W.M. Seabury, for the appellant.
Alfred A. Cook, for the respondent.
Upon the trial of this action, which was to recover for services rendered by the plaintiff to the defendant, a receipt signed by the plaintiff had been introduced in evidence. When plaintiff was on the stand he was handed this receipt and asked what explanation he had to make as to his signature to the paper. That was objected to by the defendant and the objection sustained. Other questions were asked in relation to this receipt, and to show that at the time the receipt was given it was not intended to release the defendant from all claims by the plaintiff. This evidence was excluded upon the objection of the defendant.
The plaintiff recovered a verdict from which the defendant has appealed. In making up the case on appeal the defendant excluded the questions relating to the release excluded at the trial, and the plaintiff respondent sought to have the questions inserted with a statement that they were excluded on objection by the defendant. The learned trial judge refused to allow these amendments.

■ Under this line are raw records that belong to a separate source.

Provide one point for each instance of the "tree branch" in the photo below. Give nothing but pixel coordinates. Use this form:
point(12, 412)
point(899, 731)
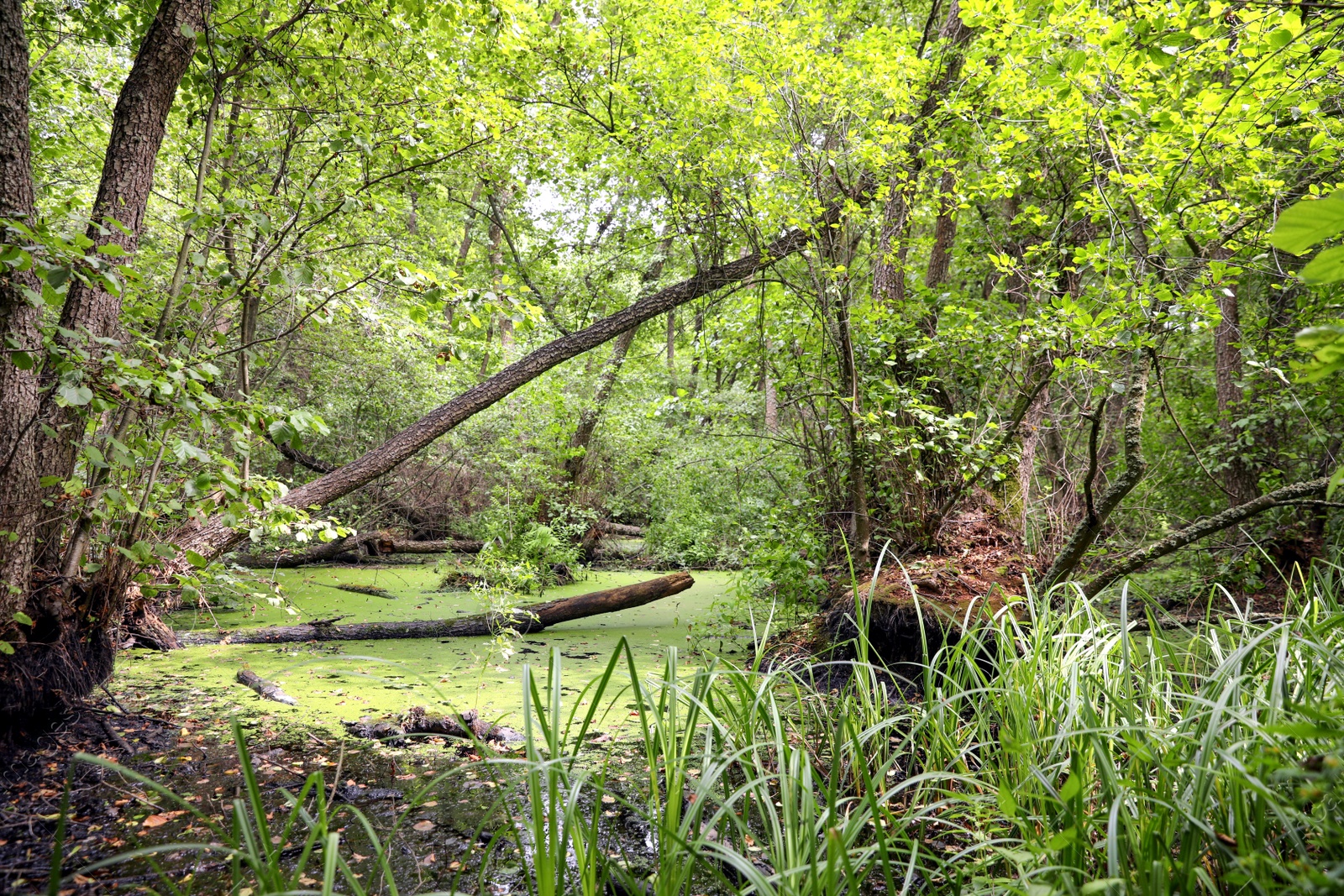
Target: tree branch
point(1176, 540)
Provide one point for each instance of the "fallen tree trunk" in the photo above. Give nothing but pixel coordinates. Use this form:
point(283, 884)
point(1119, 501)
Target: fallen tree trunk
point(421, 721)
point(353, 550)
point(1196, 531)
point(622, 528)
point(268, 689)
point(219, 532)
point(526, 620)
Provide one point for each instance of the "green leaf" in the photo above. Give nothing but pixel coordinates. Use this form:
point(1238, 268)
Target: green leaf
point(1317, 338)
point(1281, 38)
point(77, 396)
point(1327, 268)
point(1308, 222)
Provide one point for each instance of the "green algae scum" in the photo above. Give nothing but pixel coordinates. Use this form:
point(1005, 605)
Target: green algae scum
point(343, 681)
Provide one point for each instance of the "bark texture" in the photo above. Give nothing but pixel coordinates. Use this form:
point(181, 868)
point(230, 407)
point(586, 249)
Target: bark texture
point(128, 172)
point(1196, 531)
point(889, 269)
point(1086, 532)
point(19, 490)
point(526, 620)
point(268, 689)
point(214, 537)
point(591, 414)
point(1238, 477)
point(353, 550)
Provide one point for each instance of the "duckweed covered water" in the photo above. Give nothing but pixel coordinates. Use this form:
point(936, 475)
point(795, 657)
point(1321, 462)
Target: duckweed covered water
point(347, 680)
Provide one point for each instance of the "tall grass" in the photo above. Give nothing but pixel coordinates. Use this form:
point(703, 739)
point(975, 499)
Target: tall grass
point(1095, 755)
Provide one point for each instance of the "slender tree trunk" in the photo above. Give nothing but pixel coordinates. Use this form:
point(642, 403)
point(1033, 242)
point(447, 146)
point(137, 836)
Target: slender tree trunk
point(889, 270)
point(1240, 479)
point(215, 535)
point(611, 371)
point(1085, 535)
point(672, 352)
point(128, 172)
point(944, 239)
point(593, 412)
point(464, 249)
point(19, 504)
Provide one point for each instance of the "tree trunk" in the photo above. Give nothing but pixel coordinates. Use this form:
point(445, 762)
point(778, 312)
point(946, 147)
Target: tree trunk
point(889, 270)
point(672, 352)
point(19, 504)
point(524, 621)
point(1196, 531)
point(128, 174)
point(358, 547)
point(215, 537)
point(593, 412)
point(1240, 479)
point(1085, 535)
point(944, 239)
point(268, 689)
point(591, 416)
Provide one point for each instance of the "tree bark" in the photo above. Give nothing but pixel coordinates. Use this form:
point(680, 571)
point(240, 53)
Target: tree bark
point(524, 621)
point(1240, 479)
point(373, 543)
point(128, 172)
point(593, 412)
point(268, 689)
point(22, 342)
point(1088, 530)
point(1196, 531)
point(889, 270)
point(215, 537)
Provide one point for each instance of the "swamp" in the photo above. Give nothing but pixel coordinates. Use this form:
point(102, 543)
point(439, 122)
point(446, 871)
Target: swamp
point(622, 448)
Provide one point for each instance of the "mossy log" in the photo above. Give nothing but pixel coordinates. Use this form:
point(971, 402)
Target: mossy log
point(353, 550)
point(268, 689)
point(421, 721)
point(911, 618)
point(526, 620)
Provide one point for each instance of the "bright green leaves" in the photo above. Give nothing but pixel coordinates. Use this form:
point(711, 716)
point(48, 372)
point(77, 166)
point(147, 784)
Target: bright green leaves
point(1327, 348)
point(1327, 268)
point(1310, 222)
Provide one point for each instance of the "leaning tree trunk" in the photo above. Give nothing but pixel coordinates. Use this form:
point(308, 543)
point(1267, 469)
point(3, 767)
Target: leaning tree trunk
point(1085, 535)
point(591, 414)
point(215, 535)
point(524, 620)
point(71, 642)
point(19, 504)
point(1196, 531)
point(118, 212)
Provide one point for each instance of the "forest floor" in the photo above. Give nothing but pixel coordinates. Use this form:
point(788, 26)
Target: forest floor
point(168, 718)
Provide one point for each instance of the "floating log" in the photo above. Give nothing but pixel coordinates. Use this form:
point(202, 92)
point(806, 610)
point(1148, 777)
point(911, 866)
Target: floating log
point(353, 550)
point(421, 721)
point(622, 528)
point(363, 589)
point(268, 689)
point(526, 620)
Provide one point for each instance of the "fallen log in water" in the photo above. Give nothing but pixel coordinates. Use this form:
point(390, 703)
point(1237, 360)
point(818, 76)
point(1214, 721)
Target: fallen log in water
point(526, 620)
point(421, 721)
point(268, 689)
point(353, 550)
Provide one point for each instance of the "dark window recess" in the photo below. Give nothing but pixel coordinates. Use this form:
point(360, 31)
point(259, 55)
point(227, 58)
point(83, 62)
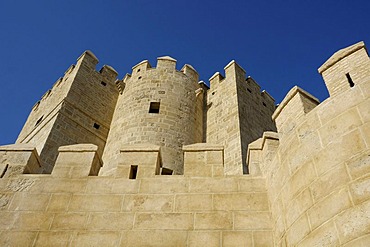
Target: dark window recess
point(133, 172)
point(39, 121)
point(4, 171)
point(166, 171)
point(349, 79)
point(154, 107)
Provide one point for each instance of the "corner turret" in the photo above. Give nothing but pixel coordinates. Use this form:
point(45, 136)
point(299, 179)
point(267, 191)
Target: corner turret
point(346, 68)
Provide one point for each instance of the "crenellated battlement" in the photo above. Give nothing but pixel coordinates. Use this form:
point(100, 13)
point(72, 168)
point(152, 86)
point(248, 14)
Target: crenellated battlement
point(163, 63)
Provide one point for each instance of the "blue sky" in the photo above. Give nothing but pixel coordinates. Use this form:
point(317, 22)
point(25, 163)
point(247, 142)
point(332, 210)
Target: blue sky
point(279, 43)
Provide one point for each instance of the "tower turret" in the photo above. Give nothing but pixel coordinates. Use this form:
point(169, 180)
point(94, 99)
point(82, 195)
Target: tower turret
point(78, 109)
point(159, 106)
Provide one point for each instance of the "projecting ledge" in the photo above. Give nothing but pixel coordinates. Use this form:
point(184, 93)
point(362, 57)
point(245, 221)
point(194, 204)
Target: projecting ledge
point(140, 148)
point(202, 147)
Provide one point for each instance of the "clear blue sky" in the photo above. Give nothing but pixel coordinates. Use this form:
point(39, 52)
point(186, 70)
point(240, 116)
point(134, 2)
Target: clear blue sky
point(279, 43)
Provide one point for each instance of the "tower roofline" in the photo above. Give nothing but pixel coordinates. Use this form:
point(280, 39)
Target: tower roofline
point(339, 55)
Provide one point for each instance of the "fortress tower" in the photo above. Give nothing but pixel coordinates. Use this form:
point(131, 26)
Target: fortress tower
point(78, 109)
point(308, 181)
point(237, 114)
point(160, 106)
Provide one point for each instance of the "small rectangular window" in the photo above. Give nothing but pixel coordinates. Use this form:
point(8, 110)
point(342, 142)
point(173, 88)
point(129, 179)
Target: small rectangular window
point(166, 171)
point(39, 120)
point(349, 79)
point(133, 172)
point(154, 107)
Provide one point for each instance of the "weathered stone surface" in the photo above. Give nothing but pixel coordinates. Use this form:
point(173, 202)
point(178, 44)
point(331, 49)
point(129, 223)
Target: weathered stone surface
point(308, 183)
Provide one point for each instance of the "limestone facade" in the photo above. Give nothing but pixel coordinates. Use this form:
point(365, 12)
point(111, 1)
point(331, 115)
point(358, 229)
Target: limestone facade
point(98, 164)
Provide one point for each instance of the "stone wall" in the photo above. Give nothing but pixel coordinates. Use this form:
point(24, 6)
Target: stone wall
point(78, 109)
point(69, 207)
point(237, 114)
point(308, 183)
point(317, 169)
point(160, 106)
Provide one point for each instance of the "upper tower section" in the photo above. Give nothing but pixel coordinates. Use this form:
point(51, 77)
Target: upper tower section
point(237, 114)
point(160, 106)
point(346, 68)
point(77, 109)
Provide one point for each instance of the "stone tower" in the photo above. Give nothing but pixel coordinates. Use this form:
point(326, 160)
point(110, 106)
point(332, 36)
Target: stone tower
point(308, 182)
point(346, 68)
point(160, 106)
point(78, 109)
point(237, 114)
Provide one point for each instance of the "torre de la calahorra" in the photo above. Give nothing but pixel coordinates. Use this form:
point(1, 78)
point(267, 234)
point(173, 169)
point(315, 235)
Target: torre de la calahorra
point(160, 159)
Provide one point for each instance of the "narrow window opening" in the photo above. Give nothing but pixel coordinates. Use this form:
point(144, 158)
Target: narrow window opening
point(133, 172)
point(4, 171)
point(154, 107)
point(166, 171)
point(39, 120)
point(349, 79)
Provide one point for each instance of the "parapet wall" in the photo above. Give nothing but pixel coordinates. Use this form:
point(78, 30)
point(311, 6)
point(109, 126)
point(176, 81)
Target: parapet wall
point(317, 169)
point(73, 206)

It would appear that upon the appeal the question would be raised as to the effect of this receipt, and it may become material for the plaintiff to show that he had offered to explain it but that his testimony in relation to it was excluded on objection of the defendant, so that he could have the benefit of the rule that an appellant cannot have a judgment reversed on the ground that there was a failure of evidence where on his own objection the evidence upon the subject had been excluded. I think the plaintiff was entitled to have this fact appear in the case. There is no dispute about the facts. The questions were asked by the plaintiff; were objected to by the defendant, and on such objection the evidence was excluded. The plaintiff's exceptions to the rulings would be entirely immaterial and were quite properly excluded from the case, but the fact that this testimony was offered and excluded in consequence of the objections of the defendant should appear.
The order appealed from should, therefore, be reversed, with ten dollars costs and disbursements, and the case sent back to the learned trial justice to resettle the case in accordance with the views here expressed.
PATTERSON, P.J., McLAUGHLIN, CLARKE and HOUGHTON, JJ., concurred.
Order reversed, with ten dollars costs and disbursements, and case remitted as stated in opinion. Order filed.